SON OF SAUL – REVIEW – How do you make a film about the Holocaust?
It’s really difficult. The Holocaust runs against everything that Hollywood does well. You can’t glamorize and you can’t give it a happy ending. The numbers involved make it epic, but the experience was intimate, personal and devastating. To give it a narrative arc is to rationalize it and by doing so give it meaning. And giving the Holocaust meaning is morally dubious if not downright wrong. Steven Spielberg’s Schindler’s List is brilliantly made, but focuses our attention on an up-lifting outcome. The ghosts of the millions who weren’t on the list haunt the film and are glimpsed as extras. Life is Beautiful sets itself up as a heartbreaking fable of a father’s love for his son, but the moral of the story is to lie, to deny and ultimately blank out the Holocaust as if it was nothing more than a bump in an otherwise straight road. The obvious answer might be to go the documentary route as in Shoah, but reliance on documentary is not to be trusted, especially as a retreat of art. Documentaries themselves hide their own artfulness after all.
Which is all to say that László Nemes’ Son of Saul, the Hungarian film written by Nemes and Clara Royer, is an original treatment of the Holocaust. Saul Ausländer (Géza Röhrig) is a Hungarian-Jewish prisoner in Auschwitz, working as a Sonderkommando member, tasked with getting the Jews into the gas chambers, disposing of their goods, burning their bodies, cleaning everything up and then waiting for the next train of victims. The entire film is focused on Saul’s face as he trudges from one task to the other, his whole being shrunk to a miniscule size as he tries to shut out the horrors around him. The need for a narrative is so strong, even for the damned, so that when Saul finds a body among the dead who he takes to be his son, we don’t know whether this is his own wishful thinking, or a miraculous coincidence. It is also analogous to the film’s own need for a narrative to take us through the otherwise unimaginable.

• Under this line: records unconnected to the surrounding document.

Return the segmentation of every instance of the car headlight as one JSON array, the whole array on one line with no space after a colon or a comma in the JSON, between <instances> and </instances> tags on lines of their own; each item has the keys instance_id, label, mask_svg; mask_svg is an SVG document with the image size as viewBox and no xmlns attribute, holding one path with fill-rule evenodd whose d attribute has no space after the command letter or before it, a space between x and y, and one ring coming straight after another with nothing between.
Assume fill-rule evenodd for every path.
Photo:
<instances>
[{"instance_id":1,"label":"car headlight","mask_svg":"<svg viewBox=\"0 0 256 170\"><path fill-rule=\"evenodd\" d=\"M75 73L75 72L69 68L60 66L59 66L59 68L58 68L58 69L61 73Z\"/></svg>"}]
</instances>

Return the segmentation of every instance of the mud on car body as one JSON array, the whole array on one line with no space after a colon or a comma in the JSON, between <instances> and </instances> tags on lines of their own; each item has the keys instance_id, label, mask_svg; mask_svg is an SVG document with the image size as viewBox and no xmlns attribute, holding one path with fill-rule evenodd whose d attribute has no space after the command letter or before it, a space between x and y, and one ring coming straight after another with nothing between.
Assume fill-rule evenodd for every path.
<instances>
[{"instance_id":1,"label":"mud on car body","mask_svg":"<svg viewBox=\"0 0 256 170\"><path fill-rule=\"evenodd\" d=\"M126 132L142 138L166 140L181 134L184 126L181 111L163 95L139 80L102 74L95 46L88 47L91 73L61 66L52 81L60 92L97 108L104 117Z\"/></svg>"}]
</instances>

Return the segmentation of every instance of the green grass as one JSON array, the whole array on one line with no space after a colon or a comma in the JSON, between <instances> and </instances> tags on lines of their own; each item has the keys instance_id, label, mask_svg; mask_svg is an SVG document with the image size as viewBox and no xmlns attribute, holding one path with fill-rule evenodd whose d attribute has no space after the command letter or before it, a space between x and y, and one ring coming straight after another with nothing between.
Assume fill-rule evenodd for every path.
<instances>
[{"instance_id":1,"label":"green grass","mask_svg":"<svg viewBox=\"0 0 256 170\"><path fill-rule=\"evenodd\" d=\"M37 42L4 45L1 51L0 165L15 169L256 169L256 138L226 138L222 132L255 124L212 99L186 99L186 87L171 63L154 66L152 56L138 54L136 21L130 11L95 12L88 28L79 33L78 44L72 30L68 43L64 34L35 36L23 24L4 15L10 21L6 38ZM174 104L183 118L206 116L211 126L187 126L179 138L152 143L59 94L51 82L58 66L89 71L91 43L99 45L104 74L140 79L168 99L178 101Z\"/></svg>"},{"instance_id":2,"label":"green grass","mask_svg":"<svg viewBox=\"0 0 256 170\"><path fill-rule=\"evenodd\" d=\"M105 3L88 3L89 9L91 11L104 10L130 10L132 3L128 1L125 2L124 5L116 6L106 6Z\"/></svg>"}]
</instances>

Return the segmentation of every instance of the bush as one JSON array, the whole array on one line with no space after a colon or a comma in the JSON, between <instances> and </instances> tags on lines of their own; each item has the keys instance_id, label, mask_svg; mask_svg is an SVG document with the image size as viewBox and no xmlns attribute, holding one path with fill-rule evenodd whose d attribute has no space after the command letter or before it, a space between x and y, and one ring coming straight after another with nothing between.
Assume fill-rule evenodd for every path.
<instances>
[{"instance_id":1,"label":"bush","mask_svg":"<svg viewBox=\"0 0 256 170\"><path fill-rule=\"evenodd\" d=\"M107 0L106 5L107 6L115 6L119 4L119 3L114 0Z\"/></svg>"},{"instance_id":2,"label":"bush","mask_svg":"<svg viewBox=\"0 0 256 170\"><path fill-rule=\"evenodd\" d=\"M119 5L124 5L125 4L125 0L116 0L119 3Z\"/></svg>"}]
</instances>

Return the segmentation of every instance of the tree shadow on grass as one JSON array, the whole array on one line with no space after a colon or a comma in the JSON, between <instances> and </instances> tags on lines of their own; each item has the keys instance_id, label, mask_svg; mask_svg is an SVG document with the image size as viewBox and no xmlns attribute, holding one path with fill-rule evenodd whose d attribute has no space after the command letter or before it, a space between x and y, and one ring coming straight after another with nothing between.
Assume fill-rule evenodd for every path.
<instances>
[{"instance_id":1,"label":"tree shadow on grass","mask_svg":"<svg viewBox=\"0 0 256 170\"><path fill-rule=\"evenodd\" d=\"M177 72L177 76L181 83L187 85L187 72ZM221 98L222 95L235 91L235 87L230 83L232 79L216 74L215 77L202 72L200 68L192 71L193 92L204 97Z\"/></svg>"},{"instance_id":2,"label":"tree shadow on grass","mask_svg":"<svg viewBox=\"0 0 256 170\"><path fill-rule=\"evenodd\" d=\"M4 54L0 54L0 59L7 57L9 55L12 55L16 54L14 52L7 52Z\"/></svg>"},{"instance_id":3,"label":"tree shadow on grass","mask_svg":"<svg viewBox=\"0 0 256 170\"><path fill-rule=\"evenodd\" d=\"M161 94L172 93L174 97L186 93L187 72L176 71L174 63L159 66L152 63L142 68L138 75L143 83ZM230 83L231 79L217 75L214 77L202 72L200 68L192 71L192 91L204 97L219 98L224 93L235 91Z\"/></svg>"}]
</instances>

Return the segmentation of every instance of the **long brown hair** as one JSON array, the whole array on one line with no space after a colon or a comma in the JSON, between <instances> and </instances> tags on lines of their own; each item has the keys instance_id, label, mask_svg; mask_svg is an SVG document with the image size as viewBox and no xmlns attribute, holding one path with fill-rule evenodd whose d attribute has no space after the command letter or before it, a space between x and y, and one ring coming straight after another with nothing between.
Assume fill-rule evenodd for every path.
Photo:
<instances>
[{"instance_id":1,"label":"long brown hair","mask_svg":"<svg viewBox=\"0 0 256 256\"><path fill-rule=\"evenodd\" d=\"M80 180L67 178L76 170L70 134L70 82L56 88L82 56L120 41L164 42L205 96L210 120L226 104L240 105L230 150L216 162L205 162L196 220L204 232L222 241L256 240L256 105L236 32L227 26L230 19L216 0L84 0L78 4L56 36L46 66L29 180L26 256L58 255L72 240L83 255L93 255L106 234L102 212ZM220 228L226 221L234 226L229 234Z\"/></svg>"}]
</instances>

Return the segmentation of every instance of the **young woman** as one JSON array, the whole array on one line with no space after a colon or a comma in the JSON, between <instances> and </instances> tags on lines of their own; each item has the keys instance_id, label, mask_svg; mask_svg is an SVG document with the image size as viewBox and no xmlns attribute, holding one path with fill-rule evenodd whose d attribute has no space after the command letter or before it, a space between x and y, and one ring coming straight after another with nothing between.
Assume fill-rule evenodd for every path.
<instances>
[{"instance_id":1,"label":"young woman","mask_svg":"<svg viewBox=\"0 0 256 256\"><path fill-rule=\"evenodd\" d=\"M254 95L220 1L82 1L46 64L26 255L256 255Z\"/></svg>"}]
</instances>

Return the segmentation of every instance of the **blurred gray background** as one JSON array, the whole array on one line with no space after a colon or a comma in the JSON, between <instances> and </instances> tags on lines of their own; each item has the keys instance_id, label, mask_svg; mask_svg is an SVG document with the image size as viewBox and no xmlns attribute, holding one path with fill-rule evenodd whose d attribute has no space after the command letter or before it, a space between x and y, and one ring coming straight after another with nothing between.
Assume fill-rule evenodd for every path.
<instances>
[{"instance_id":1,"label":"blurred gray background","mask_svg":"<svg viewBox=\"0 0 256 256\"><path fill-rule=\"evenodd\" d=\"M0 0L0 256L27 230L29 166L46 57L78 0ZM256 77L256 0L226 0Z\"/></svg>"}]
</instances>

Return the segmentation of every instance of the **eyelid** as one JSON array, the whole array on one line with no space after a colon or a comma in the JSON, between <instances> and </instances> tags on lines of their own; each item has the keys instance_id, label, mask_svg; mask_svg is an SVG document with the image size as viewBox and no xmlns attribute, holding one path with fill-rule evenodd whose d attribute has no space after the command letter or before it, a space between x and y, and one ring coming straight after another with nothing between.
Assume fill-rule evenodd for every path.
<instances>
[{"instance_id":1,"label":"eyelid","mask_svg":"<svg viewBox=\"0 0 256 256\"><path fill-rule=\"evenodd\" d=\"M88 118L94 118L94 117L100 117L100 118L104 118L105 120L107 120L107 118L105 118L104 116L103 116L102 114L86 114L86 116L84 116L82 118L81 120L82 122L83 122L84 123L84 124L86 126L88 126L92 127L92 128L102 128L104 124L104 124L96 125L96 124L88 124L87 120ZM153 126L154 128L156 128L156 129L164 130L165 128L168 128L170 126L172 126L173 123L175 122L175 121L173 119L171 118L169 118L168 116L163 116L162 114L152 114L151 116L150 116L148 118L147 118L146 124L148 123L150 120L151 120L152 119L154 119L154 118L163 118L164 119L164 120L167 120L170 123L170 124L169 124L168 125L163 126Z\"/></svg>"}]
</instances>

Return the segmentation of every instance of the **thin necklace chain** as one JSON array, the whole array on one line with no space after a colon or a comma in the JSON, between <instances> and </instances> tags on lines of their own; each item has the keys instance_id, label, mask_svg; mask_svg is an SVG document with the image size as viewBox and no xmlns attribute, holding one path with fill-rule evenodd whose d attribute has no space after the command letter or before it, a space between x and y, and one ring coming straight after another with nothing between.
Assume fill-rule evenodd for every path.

Nothing is easy about the film. There is no hero to cling to. Our central protagonist is both a victim of the Holocaust and a workman who keeps the system moving. The brutality is at once mundane and routine, but occasionally feels like Hell itself in all its horrific grandeur. There is very little here that is comforting. And perhaps this is its abiding worth. The stubborn difficulty of the film, its cussed decision not to stare but to try, throughout most of its running time, to look the other way; its refusal to romanticize and promote survival; is almost a tacit admission that you can’t make a film about the Holocaust, but still you have to try.